Dorchester Man Faces Prison Term For Second Gun

A Dorchester man convicted yesterday of his second firearms offense faces a mandatory state prison term when he’s sentenced tomorrow, Suffolk County District Attorney Daniel F. Conley said today.

A Suffolk Superior Court jury yesterday found DARREN DYETTE (D.O.B. 8/2/89) of unlawful possession of a firearm and unlawfully carrying a loaded firearm. At a second set of proceedings following the trial, Dyette admitted that he was the same individual convicted of those offenses in 2008, making him a second or subsequent offender and exposing him to a three-year minimum for his latest conviction.

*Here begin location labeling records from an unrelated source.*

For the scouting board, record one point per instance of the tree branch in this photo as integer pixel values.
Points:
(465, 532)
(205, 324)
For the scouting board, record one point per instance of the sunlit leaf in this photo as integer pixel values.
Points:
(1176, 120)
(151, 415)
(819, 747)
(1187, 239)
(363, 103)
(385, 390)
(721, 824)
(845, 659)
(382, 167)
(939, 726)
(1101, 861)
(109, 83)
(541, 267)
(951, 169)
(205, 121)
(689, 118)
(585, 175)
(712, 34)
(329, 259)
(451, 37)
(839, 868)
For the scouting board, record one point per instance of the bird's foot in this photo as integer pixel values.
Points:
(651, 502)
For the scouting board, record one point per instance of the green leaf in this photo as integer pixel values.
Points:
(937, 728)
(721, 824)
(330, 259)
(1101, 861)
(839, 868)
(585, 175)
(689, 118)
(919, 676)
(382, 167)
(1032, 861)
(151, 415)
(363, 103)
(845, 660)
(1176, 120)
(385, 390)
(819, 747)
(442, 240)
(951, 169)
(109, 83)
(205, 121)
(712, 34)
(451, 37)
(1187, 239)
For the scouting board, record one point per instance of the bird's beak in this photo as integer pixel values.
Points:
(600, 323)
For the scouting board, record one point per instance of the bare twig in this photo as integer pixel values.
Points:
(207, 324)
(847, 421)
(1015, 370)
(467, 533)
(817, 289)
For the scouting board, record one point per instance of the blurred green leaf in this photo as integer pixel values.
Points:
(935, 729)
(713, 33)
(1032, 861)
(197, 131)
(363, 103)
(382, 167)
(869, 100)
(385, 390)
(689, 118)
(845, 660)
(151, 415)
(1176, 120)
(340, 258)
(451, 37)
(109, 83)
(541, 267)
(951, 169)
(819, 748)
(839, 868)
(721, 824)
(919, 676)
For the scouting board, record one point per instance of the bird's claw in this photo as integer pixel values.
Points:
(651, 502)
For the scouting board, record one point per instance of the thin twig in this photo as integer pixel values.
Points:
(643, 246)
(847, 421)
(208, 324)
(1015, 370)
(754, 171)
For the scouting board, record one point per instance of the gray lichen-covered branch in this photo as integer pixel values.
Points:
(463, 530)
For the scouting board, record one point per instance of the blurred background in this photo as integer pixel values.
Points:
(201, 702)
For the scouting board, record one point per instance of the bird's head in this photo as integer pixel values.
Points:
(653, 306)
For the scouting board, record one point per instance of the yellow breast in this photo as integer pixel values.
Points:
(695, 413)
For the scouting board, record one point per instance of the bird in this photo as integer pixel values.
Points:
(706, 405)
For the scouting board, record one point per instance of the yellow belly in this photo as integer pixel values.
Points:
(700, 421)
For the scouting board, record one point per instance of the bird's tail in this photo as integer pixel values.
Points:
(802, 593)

Assistant District Attorney Matthew Feeney of Conley’s Gang Unit proved during the three-day trial that Dyette was one of two men who fled Boston Police when officers arrived at the basketball courts along Martin Luther King Boulevard to investigate fireworks on the night of July 3, 2010.

So anxious were the men to flee police that they ran into one another as they sprinted out of the courts and into the nearby Malcolm X Park. Dyette, wearing a white shirt, white ball cap, and dark sneakers with white laces, ran toward Dale Street, while the second man, wearing a blue top, ran toward Washington Street.

The man in blue made good his escape. Officers maintained visual contact with Dyette, however, and apprehended him near the intersection of Dale and Rockland streets despite his efforts to alter his appearance by dumping his shirt and cap into a trash can along his path of flight. Further testing by the Boston Police Crime Laboratory revealed Dyette’s DNA profile on both the hat and the shirt.

Also recovered from Dyette’s path was a .40 caliber Sig Sauer P229 handgun loaded with nine rounds in the magazine and one round in the chamber, ready to fire. Using a thermal imaging device, which records heat output the way a conventional camera records light, officers found that the firearm was much warmer than its surroundings – a sign that it had been carried very recently and still retained Dyette’s body heat.

Conley’s office pioneered the use of thermal imaging in gun prosecutions, winning the nation’s first conviction based on that science in 2008.

Dyette was represented by Daniel Solomon. Judge D. Lloyd MacDonald will sentence him at 11:00 tomorrow morning in courtroom 808 of Suffolk Superior Court.